AQUA-FAANG (2019–2023) was explicitly focused on advancing aquaculture through genome functional annotation, with XELECT as a contributing participant.
XELECT LIMITED
Scottish aquaculture genetics SME specialising in fish genome annotation and genetic improvement of farmed fish species.
Their core work
XELECT is a Scottish biotechnology SME based in St Andrews that specialises in fish genomics and genetics for the aquaculture industry. Their work focuses on translating genome-level data — specifically functional annotation of fish genomes — into practical tools that can improve the genetic selection and performance of farmed fish species. They operate as specialist contributors within large European research consortia, bringing targeted genomic expertise to projects that bridge marine biology and food production. Based on their project participation, they appear to sit at the intersection of academic genomics research and commercial aquaculture breeding programs.
What they specialise in
Both EMBRIC and AQUA-FAANG involve marine or aquatic biological systems, with the later project specifically targeting genomic tools for farmed fish improvement.
EMBRIC (2015–2019) was a broad marine biological research infrastructure cluster promoting the blue bioeconomy, indicating familiarity with the wider marine science ecosystem.
How they've shifted over time
In the first half of their H2020 participation (EMBRIC, 2015–2019), XELECT worked within a broad marine biology infrastructure project with no specific keyword signal, suggesting a generalist or support role within the blue bioeconomy research landscape. By their second project (AQUA-FAANG, 2019–2023), their focus had sharpened considerably to the functional annotation of fish genomes — a technically specific and commercially relevant capability for aquaculture breeding programs.

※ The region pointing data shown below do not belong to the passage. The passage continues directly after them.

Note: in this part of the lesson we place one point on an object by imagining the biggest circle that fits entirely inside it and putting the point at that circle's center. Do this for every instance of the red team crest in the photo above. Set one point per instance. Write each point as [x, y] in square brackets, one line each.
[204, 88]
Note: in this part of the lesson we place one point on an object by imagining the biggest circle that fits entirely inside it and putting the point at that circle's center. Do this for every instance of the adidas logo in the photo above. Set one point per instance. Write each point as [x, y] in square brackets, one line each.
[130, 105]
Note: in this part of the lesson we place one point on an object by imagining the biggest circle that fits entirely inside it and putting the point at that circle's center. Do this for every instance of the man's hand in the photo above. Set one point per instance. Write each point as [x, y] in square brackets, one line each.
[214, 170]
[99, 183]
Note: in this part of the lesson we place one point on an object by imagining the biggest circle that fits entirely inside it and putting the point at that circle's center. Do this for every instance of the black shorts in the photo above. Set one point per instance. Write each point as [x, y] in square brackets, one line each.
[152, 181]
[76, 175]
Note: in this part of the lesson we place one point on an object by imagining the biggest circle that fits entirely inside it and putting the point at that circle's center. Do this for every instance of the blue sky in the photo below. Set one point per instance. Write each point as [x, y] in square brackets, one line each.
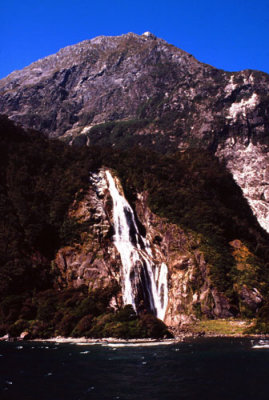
[229, 34]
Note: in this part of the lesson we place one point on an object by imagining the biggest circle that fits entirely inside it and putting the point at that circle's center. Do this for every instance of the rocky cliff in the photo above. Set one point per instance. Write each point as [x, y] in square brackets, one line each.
[149, 93]
[85, 230]
[95, 260]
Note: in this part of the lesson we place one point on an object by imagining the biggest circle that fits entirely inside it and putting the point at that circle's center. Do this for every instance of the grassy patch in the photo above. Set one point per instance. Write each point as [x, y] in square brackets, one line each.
[221, 327]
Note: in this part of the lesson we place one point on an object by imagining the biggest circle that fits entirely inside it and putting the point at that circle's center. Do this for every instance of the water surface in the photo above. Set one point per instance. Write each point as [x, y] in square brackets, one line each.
[219, 369]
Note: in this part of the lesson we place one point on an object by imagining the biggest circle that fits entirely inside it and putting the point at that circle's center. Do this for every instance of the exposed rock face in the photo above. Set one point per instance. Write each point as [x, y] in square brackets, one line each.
[185, 102]
[95, 261]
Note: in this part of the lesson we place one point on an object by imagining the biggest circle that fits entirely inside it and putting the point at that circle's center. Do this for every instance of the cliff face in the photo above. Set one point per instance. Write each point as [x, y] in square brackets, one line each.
[95, 261]
[179, 102]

The trajectory is one of increasing specialisation: from broad marine research infrastructure toward precision genomics for farmed fish.

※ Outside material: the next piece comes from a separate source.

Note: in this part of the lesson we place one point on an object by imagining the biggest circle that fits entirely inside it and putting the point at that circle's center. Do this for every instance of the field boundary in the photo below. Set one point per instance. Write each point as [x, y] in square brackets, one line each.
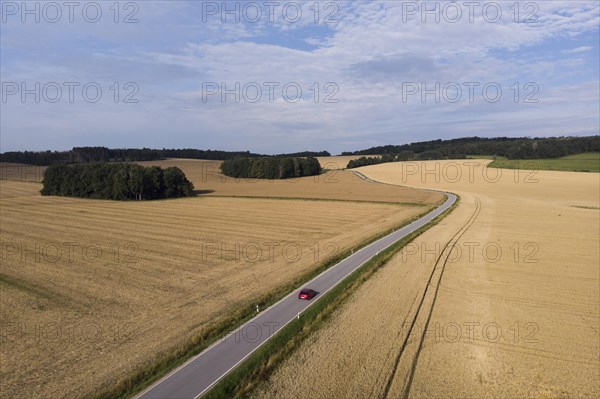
[173, 358]
[257, 367]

XELECT is moving toward deeper genomic specialisation in aquaculture, making them a relevant partner for any consortium or company working on genetic improvement of fish species or the application of FAANG-methodology to new aquatic organisms.
How they like to work
XELECT has never led an H2020 project — in both cases they joined as a participant, which is typical for a small specialist SME that contributes a defined technical capability rather than orchestrating a full research programme. Their participation in consortia of significant size (51 unique partners across 12 countries across just 2 projects) suggests they are comfortable operating within large, multi-partner frameworks. This points to an organisation that works well as a technical node — reliable, focused, and unlikely to seek the administrative burden of coordination.

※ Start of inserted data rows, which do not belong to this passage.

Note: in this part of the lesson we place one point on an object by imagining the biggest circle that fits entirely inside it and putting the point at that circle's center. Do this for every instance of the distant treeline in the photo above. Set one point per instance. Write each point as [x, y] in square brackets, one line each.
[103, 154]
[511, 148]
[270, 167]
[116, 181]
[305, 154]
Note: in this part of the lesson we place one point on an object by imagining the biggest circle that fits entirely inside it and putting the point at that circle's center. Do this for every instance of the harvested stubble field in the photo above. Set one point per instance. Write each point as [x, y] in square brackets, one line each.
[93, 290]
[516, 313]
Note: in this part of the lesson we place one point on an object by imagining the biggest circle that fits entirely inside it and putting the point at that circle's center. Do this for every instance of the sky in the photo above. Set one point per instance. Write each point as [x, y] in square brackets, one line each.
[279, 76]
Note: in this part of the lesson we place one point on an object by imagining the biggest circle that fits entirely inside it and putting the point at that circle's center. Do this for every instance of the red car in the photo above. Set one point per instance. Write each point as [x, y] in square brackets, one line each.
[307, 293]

XELECT has accumulated 51 unique consortium partners across 12 countries through only 2 projects, indicating participation in large, geographically diverse consortia rather than repeated bilateral collaborations. Their network spans a broad range of European research and industry partners in the marine and aquaculture science space.
What sets them apart
XELECT occupies a rare niche as a private SME with documented involvement in both foundational marine biological infrastructure and cutting-edge fish genome annotation — a combination that positions them as a practitioner who can link genomic research outputs to real aquaculture breeding decisions. Based in St Andrews, Scotland, they sit close to the Scottish aquaculture industry, one of Europe's largest, giving them likely proximity to commercial fish farmers and breeding companies. For a consortium builder, they offer what most universities cannot: commercial orientation within a specialist genomics domain.
Highlights from their portfolio
- EMBRICLargest single funding award for XELECT (EUR 151,198) and their entry into a major pan-European marine biology infrastructure network spanning the full blue bioeconomy value chain.
- AQUA-FAANGThe clearest evidence of XELECT's core technical expertise — functional annotation of fish genomes — directly connected to improving European aquaculture productivity.